Based on the above development, the first major changes to the Gleason grading system were introduced by the International Society of Urological Pathology in 2005. During that meeting, the grading system underwent major revision. Medical professionals came to the conclusion that Gleason pattern 3 presenting large cribriform glands should be now graded as Gleason pattern 4. The update to the “modified Gleason” leads to a big discrepancy when analyzing data prior to 2005. However, no consensus was achieved on poorly formed and fused cribriform glands.
Later on, during the 2014 ISUP consensus conference it was accepted that all cribriform structures were to be graded as Gleason Pattern 4. This is due to the fact that numerous studies demonstrated that cribriform glands were related to adverse prognosis regardless of their morphology [,,,]. Some pathologists, however, had practiced this scheme for some time before the consensus meeting []. It was also agreed that Glomeruloid structures should be included into Gleason 4. Mucinous structures were to be graded according to their underlying growth pattern rather than all being marked as Gleason 4. When it comes to intraductal carcinoma of the prostate (IDCP), scientists came to a consensus that only invasive carcinoma should be incorporated into the Gleason score. During the 2014 meeting a new five tier Grade group system was accepted to be reported together with the Gleason score [].
The most recent ISUP consensus meeting took place in 2019. The major changes to the Gleason grading system concerned the minor/tertiary histological patterns, systematic reports concerning multiple biopsy cores and MR fusion biopsies. It was agreed that minor/tertiary Gleason 4 and 5 grades should be noted in prostatectomies and in biopsies in cases where they constitute >5% of the volume [].
In 2019, there was another independent working group, Genitourinary Pathology Society (GUPS), that also published their own cancer grading manuscript.

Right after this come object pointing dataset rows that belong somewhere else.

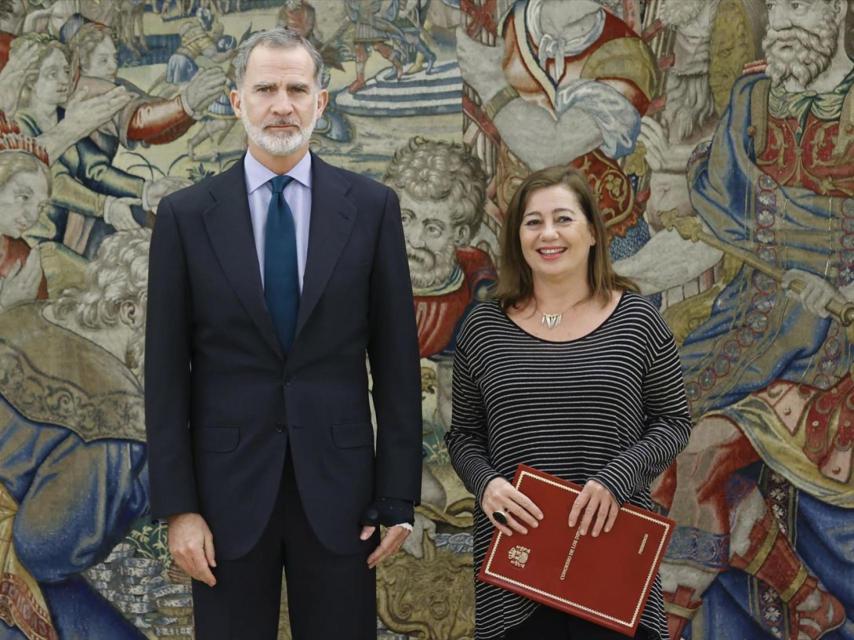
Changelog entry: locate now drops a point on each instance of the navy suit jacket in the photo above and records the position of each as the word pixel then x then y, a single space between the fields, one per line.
pixel 223 403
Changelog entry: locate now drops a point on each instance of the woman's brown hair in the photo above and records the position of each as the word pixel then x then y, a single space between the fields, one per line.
pixel 515 281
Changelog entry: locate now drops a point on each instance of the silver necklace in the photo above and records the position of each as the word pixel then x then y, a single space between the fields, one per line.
pixel 552 320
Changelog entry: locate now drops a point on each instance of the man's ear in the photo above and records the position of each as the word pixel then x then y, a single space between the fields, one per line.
pixel 322 101
pixel 234 97
pixel 462 235
pixel 130 314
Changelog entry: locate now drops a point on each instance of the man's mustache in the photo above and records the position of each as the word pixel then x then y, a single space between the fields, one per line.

ISUP 2019 and GUPS contain many similarities, but some key areas have major disagreements when it comes to recommendations and conclusions. According to GUPS, IDCP should not be included in determining the final Gleason score but it should nevertheless be reported. It is also recommended by GUPS to perform immunohistochemistry in case of ICDP if the Gleason score is 6 or there is a suspicion of cribriform carcinoma. According to ISUP on the other hand, IHC is unnecessary as ICDP should be incorporated automatically in the Gleason score. Another significant disagreement arose around minor/tertiary patterns. According to ISUP, even high-grade components, in the presence of only two histological types of malignant tissue, should be graded as minor when they represent <5%. According to GUPS three different grades have to be present and if grade 5 represents >5%, it should be accounted as a secondary pattern. According to GUPS “minor pattern” is the recommended form with the exception of Grade groups 2 and 3 where “tertiary pattern” should be used [].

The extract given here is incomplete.